A senior Bank of England official has dismissed pessimistic “Chicken Licken” views about the UK economy – as revised official figures confirmed it had suffered a record-breaking slump.
Andy Haldane, the Bank’s chief economist, warned that “encouraging news about the present” risked being “drowned out by fears for the future”.
Live updates on coronavirus from UK and around world
“Now is not the time for the economics of Chicken Licken,” Mr Haldane said in a speech – referencing a children’s folk tale about a chicken who believes the sky has fallen.
He also dampened down speculation about the Bank implementing negative interest rates, saying none of the conditions that could justify such a move had been met.
The speech came hours after Office for National Statistics (ONS) data showed UK gross domestic product (GDP) shrank by 19.8% in the second quarter.
That was slightly better than the initial estimate of a 20.4% contraction after the economy was crushed by the coronavirus lockdown.
But it still meant that, when added to a 2.5% dip in the first quarter – worse than had been estimated earlier – the UK suffered the biggest recession on record.
However Mr Haldane argued not enough attention had been paid, when the initial GDP figures came out, to a monthly breakdown showing the strength of the economy’s bounce-back following its initial collapse in April.
He acknowledged that the UK faced an “unholy trinity of risks from COVID, unemployment and Brexit”.
But the Bank official – who has previously suggested the shape of the recovery is “so far, so V” – said it was important that the strength of the economic revival was not overlooked.
“My concern at present is that good news on the economy is being crowded out by fears about the future,” Mr Haldane said.
“This is human nature at times of stress.

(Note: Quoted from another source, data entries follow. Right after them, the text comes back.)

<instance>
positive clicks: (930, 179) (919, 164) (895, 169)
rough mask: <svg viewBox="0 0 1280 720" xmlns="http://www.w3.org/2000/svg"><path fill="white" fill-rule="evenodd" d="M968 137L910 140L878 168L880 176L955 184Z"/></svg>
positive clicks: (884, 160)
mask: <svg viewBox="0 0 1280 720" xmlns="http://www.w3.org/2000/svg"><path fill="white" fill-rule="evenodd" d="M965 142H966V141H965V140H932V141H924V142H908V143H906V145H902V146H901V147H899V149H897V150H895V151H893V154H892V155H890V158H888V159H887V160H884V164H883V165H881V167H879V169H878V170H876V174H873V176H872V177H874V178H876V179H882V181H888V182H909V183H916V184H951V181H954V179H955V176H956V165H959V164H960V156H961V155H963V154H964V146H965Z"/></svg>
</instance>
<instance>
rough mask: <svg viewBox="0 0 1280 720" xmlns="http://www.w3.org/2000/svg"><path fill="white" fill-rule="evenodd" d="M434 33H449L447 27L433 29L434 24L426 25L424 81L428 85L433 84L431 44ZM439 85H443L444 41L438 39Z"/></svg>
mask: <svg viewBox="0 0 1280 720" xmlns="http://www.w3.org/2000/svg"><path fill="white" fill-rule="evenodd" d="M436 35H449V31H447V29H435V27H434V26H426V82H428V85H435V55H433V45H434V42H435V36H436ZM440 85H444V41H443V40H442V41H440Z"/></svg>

“But it can also make for an overly-pessimistic popular narrative, which fosters fear, fatalism and excess caution.”
Mr Haldane argued that “pessimism can be as contagious as the disease – and as damaging to our economic fortunes”.
“Avoiding economic anxiety is crucial to support the on-going recovery,” he said.
Mr Haldane said GDP now looked set to grow by a record 20% in the third quarter, helped by a surprisingly robust bounce-back in consumer spending.
That would still leave the economy 3-4% below pre-pandemic levels though if such a scenario had been offered earlier in the summer “absolutely everyone would have been a buyer” he said.
Mr Haldane also suggested that the strength of recovery, as well as the announcement of a jobs support scheme, meant unemployment by the end of the year might not be as high as 7-7.5% which the Bank forecast in August – though that could be offset by the impact of new lockdown measures.